Who PE Therapy Is For
PE was developed for adults with PTSD and has been tested across a wide range of trauma types: combat, sexual assault, childhood abuse, accidents, natural disasters, and more. It works across different populations, including veterans, active-duty military, and civilians.
Substance use problems are not a reason to skip PE. The treatment guidelines recommend addressing substance use at the same time rather than requiring sobriety first, which was a common practice in the past. Similarly, personality disorders don’t automatically disqualify someone. The main exceptions involve safety concerns: active, serious self-harm behaviors or active psychosis (hallucinations, delusions) typically need to be stabilized first. Severe dissociation, where someone mentally disconnects to the point of losing awareness during sessions, can also complicate imaginal exposure and may need to be addressed alongside treatment.

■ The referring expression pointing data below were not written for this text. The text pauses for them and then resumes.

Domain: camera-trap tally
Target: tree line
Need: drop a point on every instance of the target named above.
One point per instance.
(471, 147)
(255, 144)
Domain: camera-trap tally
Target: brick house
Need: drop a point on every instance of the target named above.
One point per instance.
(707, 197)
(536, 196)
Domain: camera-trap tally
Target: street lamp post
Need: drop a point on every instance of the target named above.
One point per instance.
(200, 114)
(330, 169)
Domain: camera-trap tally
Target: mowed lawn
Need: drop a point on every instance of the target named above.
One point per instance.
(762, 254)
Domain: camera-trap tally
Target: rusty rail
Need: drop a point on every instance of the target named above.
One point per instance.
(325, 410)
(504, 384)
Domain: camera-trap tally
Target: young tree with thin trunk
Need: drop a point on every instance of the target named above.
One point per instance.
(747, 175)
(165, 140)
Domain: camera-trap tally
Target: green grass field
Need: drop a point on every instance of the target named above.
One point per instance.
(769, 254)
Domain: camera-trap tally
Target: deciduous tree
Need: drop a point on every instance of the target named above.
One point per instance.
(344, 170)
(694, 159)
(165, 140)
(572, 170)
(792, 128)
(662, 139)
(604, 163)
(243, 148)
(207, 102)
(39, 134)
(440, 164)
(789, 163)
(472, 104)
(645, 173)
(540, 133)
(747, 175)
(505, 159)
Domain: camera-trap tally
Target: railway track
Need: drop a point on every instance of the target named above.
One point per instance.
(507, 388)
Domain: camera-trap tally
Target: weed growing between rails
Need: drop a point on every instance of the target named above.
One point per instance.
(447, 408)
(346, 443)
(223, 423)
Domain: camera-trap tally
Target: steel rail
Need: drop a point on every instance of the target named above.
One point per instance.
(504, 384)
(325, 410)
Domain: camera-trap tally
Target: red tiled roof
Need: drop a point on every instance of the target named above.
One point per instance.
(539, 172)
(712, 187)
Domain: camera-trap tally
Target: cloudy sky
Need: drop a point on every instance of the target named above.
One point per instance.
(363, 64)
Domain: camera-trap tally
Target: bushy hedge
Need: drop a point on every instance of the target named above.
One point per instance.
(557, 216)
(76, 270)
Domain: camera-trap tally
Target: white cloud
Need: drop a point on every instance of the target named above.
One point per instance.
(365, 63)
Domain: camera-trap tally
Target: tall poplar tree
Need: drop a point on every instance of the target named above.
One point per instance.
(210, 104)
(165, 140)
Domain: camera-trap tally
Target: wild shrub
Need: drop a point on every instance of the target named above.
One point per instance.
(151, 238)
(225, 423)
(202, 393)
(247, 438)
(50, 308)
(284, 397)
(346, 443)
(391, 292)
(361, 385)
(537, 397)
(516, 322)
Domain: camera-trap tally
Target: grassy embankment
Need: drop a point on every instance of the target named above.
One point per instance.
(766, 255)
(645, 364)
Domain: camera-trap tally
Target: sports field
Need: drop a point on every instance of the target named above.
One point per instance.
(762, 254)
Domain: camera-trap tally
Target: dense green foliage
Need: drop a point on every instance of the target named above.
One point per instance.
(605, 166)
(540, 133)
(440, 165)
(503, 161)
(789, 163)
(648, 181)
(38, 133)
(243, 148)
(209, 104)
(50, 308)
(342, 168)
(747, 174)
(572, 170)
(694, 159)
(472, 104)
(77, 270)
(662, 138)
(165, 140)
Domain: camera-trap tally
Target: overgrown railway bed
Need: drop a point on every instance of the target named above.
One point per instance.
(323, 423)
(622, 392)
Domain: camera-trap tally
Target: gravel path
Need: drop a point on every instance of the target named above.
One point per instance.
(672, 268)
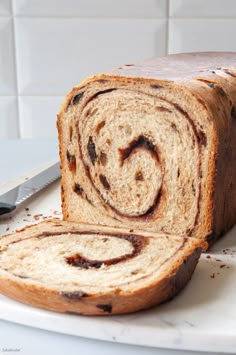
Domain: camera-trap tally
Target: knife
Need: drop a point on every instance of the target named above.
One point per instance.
(14, 197)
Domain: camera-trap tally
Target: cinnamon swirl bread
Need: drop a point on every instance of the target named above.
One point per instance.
(69, 267)
(152, 146)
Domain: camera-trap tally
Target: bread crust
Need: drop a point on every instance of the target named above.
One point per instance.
(117, 301)
(207, 79)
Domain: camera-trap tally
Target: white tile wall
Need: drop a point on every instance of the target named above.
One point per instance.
(8, 117)
(55, 54)
(48, 46)
(37, 116)
(202, 8)
(7, 58)
(191, 35)
(91, 8)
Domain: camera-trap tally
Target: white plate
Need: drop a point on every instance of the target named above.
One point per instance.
(201, 317)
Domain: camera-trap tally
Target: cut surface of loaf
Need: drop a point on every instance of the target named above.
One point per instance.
(67, 267)
(152, 146)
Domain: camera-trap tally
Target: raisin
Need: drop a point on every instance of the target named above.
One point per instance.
(156, 86)
(202, 139)
(233, 113)
(78, 189)
(104, 181)
(103, 158)
(71, 160)
(76, 99)
(139, 176)
(210, 237)
(80, 261)
(100, 126)
(105, 307)
(73, 295)
(92, 150)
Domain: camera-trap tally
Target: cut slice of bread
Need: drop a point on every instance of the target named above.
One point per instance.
(85, 269)
(152, 146)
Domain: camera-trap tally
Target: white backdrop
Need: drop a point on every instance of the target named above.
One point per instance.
(48, 46)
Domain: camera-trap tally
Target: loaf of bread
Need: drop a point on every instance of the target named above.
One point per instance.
(152, 146)
(85, 269)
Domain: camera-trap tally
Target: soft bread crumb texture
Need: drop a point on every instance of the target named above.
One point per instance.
(145, 146)
(138, 266)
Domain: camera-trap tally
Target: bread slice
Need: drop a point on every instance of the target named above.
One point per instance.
(85, 269)
(152, 146)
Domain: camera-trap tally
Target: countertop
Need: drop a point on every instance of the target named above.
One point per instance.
(18, 158)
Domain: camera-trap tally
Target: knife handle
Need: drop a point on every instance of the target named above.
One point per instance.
(6, 208)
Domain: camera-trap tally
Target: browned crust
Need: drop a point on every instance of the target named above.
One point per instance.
(116, 302)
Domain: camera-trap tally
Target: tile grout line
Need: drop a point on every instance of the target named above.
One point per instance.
(16, 73)
(168, 28)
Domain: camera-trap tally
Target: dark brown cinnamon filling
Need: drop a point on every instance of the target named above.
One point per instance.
(85, 263)
(140, 142)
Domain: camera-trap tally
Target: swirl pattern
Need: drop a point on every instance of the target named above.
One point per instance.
(144, 153)
(86, 269)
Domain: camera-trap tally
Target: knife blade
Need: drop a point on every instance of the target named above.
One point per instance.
(14, 197)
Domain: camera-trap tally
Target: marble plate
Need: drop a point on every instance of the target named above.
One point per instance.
(201, 318)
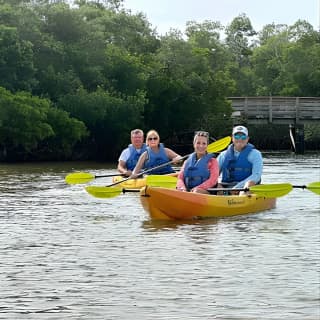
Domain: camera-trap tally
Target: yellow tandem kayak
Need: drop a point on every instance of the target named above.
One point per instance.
(163, 203)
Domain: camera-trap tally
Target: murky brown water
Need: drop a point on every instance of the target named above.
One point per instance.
(67, 255)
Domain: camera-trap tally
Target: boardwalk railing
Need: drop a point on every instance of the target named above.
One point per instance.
(277, 110)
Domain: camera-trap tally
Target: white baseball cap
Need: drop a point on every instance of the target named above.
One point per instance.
(240, 129)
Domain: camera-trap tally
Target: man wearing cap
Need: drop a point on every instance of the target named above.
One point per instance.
(241, 164)
(129, 156)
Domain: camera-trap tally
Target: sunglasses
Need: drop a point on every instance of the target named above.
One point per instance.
(240, 136)
(202, 134)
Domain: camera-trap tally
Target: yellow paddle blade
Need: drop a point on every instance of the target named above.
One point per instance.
(219, 145)
(79, 177)
(271, 190)
(314, 187)
(103, 192)
(161, 181)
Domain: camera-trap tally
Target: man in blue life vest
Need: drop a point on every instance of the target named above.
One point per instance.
(129, 156)
(241, 164)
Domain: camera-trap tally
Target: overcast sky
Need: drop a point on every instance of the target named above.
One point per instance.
(166, 14)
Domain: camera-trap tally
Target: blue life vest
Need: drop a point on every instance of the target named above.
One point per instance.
(196, 171)
(156, 159)
(236, 169)
(134, 156)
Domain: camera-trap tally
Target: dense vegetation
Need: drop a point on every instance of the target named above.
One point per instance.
(75, 79)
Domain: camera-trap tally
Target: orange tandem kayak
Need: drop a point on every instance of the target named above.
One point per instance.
(164, 203)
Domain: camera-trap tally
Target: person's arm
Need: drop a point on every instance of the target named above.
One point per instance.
(255, 158)
(173, 156)
(139, 166)
(214, 174)
(180, 182)
(122, 168)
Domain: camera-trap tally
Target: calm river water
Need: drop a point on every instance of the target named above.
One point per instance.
(67, 255)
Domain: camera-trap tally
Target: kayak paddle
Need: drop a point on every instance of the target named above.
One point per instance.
(84, 177)
(104, 192)
(273, 190)
(151, 180)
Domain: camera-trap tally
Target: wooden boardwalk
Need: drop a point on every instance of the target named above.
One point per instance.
(276, 110)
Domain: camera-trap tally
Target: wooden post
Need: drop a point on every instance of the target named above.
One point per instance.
(270, 109)
(299, 138)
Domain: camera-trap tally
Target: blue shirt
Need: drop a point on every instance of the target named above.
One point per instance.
(255, 158)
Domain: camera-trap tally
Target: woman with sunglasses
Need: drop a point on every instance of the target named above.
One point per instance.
(155, 155)
(241, 164)
(201, 170)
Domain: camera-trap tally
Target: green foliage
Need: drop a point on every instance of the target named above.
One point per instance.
(26, 122)
(104, 71)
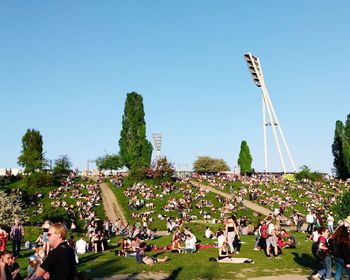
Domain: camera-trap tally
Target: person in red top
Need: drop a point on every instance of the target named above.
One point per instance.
(327, 261)
(341, 250)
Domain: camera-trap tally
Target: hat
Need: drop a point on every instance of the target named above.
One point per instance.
(32, 258)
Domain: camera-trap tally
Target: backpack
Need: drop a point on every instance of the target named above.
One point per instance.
(317, 252)
(264, 231)
(333, 248)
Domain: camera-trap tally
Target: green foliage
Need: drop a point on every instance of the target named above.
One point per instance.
(109, 162)
(206, 164)
(39, 179)
(7, 180)
(32, 156)
(245, 159)
(62, 167)
(135, 150)
(10, 210)
(342, 207)
(306, 173)
(162, 170)
(341, 149)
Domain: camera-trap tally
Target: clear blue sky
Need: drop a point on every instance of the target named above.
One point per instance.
(66, 67)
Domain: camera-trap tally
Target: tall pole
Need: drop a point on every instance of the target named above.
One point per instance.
(264, 130)
(257, 75)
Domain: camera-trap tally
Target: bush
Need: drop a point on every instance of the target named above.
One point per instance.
(39, 179)
(306, 173)
(342, 208)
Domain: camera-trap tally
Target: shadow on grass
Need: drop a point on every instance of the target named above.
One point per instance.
(174, 274)
(105, 269)
(89, 258)
(306, 261)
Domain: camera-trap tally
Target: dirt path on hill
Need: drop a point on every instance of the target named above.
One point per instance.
(255, 207)
(111, 205)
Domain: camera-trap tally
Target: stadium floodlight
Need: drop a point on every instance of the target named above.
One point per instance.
(256, 72)
(254, 67)
(157, 140)
(88, 164)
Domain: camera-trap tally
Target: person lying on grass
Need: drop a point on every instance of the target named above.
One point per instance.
(225, 258)
(142, 258)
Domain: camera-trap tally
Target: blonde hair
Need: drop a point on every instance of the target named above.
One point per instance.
(59, 229)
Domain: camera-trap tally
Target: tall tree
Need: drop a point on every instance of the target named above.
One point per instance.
(245, 159)
(346, 147)
(135, 150)
(337, 150)
(341, 149)
(32, 156)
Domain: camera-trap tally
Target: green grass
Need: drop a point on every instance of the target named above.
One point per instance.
(191, 266)
(197, 266)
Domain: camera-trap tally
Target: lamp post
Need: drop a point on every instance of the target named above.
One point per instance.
(157, 140)
(255, 70)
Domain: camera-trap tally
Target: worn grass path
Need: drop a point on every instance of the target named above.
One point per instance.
(253, 206)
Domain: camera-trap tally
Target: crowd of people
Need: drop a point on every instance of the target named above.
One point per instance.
(180, 204)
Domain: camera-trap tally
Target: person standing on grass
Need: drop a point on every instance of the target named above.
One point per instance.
(327, 261)
(17, 235)
(3, 239)
(340, 249)
(6, 261)
(60, 262)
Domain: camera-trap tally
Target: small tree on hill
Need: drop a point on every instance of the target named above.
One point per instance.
(206, 164)
(341, 208)
(109, 162)
(135, 150)
(341, 149)
(245, 159)
(32, 156)
(161, 169)
(10, 210)
(306, 173)
(62, 167)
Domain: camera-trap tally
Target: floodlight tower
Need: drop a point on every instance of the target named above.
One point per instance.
(157, 140)
(257, 75)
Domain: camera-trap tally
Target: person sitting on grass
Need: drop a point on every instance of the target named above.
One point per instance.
(175, 245)
(190, 243)
(225, 258)
(142, 258)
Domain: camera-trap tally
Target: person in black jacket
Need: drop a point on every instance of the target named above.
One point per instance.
(60, 262)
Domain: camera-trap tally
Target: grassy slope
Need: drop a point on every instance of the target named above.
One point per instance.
(190, 266)
(197, 266)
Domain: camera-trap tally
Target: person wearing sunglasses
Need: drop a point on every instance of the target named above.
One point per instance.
(60, 262)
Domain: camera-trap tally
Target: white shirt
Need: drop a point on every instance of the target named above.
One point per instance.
(208, 233)
(81, 246)
(309, 218)
(221, 240)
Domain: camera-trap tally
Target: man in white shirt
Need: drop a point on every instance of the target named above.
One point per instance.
(330, 222)
(221, 239)
(81, 245)
(310, 222)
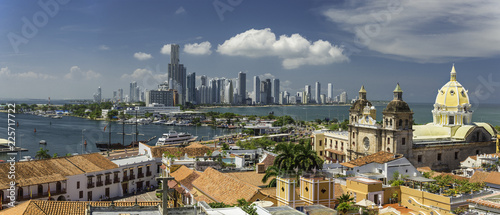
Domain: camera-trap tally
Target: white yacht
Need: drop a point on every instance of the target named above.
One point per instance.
(173, 137)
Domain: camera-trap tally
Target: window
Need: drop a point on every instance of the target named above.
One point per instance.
(451, 120)
(89, 196)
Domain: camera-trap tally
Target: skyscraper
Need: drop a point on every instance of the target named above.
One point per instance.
(191, 88)
(256, 89)
(330, 93)
(177, 73)
(120, 95)
(131, 96)
(203, 80)
(276, 90)
(317, 93)
(242, 87)
(306, 98)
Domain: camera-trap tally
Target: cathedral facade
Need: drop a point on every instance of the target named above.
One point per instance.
(440, 145)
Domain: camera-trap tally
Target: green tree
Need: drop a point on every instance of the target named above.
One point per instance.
(42, 154)
(285, 160)
(112, 113)
(306, 158)
(271, 171)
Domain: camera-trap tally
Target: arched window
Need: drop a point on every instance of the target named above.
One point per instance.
(40, 190)
(20, 193)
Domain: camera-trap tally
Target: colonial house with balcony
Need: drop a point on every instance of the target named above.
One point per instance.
(87, 177)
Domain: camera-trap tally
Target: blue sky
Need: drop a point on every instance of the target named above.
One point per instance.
(68, 50)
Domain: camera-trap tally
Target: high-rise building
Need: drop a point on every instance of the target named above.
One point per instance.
(256, 89)
(162, 96)
(276, 90)
(265, 89)
(131, 96)
(177, 73)
(306, 98)
(343, 97)
(329, 97)
(242, 87)
(228, 92)
(98, 95)
(191, 88)
(120, 95)
(317, 94)
(203, 80)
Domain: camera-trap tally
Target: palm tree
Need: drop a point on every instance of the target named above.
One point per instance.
(42, 154)
(271, 171)
(345, 198)
(286, 157)
(306, 158)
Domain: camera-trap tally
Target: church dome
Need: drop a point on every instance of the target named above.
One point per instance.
(452, 96)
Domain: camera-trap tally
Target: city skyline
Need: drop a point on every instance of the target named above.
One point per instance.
(84, 45)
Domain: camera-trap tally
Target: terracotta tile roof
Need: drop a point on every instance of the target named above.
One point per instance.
(185, 176)
(224, 188)
(35, 207)
(379, 157)
(158, 151)
(269, 191)
(54, 169)
(196, 145)
(268, 161)
(250, 177)
(479, 176)
(335, 151)
(493, 178)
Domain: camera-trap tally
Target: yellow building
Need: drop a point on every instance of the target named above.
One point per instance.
(313, 190)
(450, 138)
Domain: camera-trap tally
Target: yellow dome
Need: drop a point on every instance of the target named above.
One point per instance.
(452, 95)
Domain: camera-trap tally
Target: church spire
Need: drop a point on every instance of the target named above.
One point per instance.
(453, 74)
(398, 93)
(362, 93)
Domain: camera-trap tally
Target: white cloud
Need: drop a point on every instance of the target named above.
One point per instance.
(295, 50)
(142, 56)
(5, 72)
(422, 31)
(166, 49)
(75, 73)
(104, 47)
(180, 10)
(140, 74)
(202, 48)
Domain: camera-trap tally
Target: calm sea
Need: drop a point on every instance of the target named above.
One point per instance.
(65, 135)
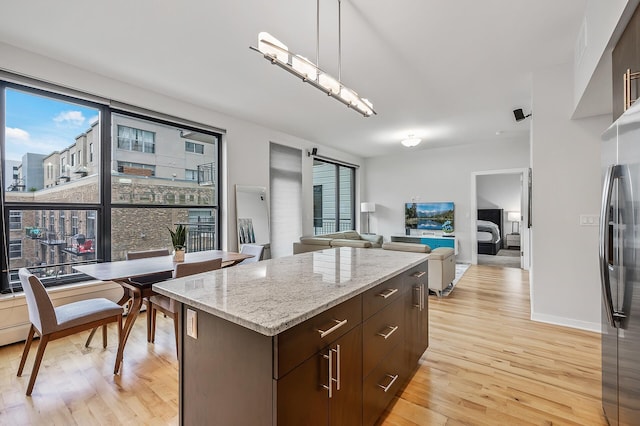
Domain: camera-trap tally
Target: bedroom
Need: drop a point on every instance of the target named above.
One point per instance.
(499, 201)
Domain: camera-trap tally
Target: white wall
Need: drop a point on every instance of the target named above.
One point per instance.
(245, 145)
(566, 183)
(440, 174)
(500, 191)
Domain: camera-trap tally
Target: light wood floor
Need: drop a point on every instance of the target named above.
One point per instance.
(487, 364)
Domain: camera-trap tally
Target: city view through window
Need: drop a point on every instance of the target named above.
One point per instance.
(59, 210)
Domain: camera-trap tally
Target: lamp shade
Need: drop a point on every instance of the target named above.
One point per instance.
(367, 207)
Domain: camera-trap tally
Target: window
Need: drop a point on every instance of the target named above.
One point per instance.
(334, 205)
(191, 175)
(194, 147)
(131, 139)
(15, 220)
(15, 249)
(55, 207)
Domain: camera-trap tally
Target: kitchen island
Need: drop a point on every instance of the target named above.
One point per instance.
(325, 337)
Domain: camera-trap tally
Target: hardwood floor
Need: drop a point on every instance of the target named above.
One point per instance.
(487, 364)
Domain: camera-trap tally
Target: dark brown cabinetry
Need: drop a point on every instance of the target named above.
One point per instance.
(626, 56)
(416, 315)
(342, 366)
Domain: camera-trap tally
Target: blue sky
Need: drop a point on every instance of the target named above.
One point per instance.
(42, 125)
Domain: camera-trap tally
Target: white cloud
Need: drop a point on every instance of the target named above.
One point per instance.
(16, 134)
(70, 118)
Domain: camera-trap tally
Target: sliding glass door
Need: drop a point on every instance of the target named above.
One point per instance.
(333, 197)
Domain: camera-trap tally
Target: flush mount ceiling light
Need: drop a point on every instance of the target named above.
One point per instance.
(411, 141)
(279, 54)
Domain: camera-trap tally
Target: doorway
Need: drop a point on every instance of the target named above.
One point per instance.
(499, 206)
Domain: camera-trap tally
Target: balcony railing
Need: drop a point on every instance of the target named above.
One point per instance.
(329, 226)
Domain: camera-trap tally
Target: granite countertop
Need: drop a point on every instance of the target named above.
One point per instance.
(273, 295)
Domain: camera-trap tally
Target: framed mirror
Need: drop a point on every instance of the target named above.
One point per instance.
(252, 215)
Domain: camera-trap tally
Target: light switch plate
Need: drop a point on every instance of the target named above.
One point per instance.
(192, 323)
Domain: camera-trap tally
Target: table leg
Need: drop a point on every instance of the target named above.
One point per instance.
(124, 299)
(128, 325)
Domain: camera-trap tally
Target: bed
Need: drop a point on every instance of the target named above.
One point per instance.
(489, 233)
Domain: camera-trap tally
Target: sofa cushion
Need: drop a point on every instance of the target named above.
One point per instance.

Interestingly, research has found that clinicians tend to be more cautious about PE than the evidence warrants. In one survey, 85% of clinicians viewed imaginal exposure as inappropriate for patients with suicidal thoughts, and 51% considered dissociation a barrier. The actual research shows that many of these patients can benefit from PE when it’s delivered with proper monitoring and, when needed, concurrent treatment for the co-occurring issue.
What PE Therapy Feels Like Day to Day
The experience of PE is often harder in the first few weeks than it is later. Early imaginal exposures can feel intense. You might notice increased distress, more vivid dreams, or heightened irritability in the days after your first retelling. This is a normal part of the process, not a sign that things are getting worse. Your therapist will check your distress levels throughout each session using a simple 0-to-100 scale, and you’ll track the same numbers at home while listening to recordings.
Most people start noticing shifts within the first few weeks of imaginal exposure. The memory still feels unpleasant, but the sharp, overwhelming quality softens. The in vivo work often produces its own breakthroughs: places and activities you’d been avoiding for months or years become accessible again, which can feel like getting pieces of your life back. By the final sessions, the focus shifts to reviewing progress, consolidating what you’ve learned about yourself and your reactions, and planning how to maintain gains on your own.